Something else in place of this
for the purpose of creating an extract abstraction from the categorical
paradigm of the example above and for the purpose of providing an alternative
obsolescent contrast from traditional grammar analyses is, I would say, to
allow it for a polysemy--as in here, extracting a related sense content that would
indicate the assertion of the contextual remoteness in appositeness than
remoteness in time that can indicate how an adjunct is possible by a noun phrase:
We subject |are celebrating verb|
our convocation object |this year. adjunct
Moreover, while the definitions
of adjectives and adjuncts make reference to nouns and verbs respectively, an
adjunct pursuant to the undertaking of a noun phrase can only be realized as an adjective that complements a noun, as in here above when the lexical adverb
‘this year’, for example, converse to its lexical potential and loses its
nominal property in order to serve the constituent of the head of the noun
phrase.
But no doubt that the book from where the first
example came from is a good book for so many analyses just as the linguist with
whom I have spoken is with her analyses. I just beat one or two issues.
To get back to the track on
literature reviews and for rhetorical elements of wider readers, I should
perhaps add a bit of personal sides and a few other things here and there, I guess. But
it is already a lot for a blog post. Here
bellow is something very personal on plagiarism, anyway.
When I was a student, there was a few incidents
personally which is analogically similar to that of someone to be got charged for
coughing loudly in a park but not got charged for murders actually committed. The
latter analogy is maybe an extreme example as to why one is not got charged for it.
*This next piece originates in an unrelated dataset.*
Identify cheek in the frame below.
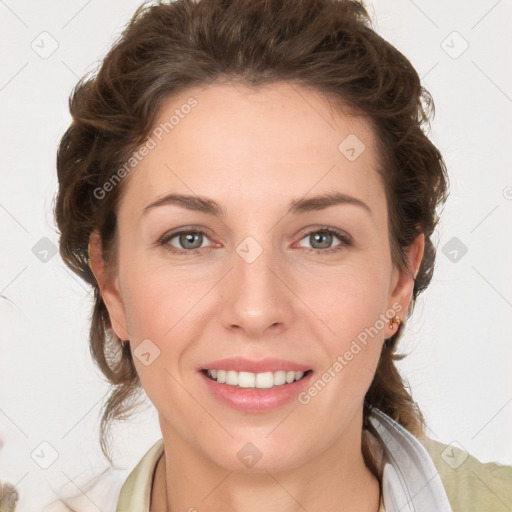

It was perhaps for the reason on the understanding sometimes that many of us are
having great difficulties to make up things correctly but our trying to come up
with something would eventually do the fix soon or later, or sort of
that, I would guess. The professors at the time were Scots by origins, so the
language and preciseness of students wasn't really that the main issue for
them. The former case, however, is a
bit shame. I still shame myself (even after 20 years now) for that sort of
things, though not for what i did but for the things to which I had to do the copy to get the credit—very small issue for anything meaningful. Apprantely I was in the bad eye
at that time for the prof to take the push to do something—and i lost the expected Commonwealth Scholarship (money to students from commonwealth countries on the first year completion with the above GPA for the short period) with it.
I had once a fully plagiarized essay from a student, but it was the one very interesting to read since the tone of essay was like exactly from someone I know who got into the students’ paper somehow.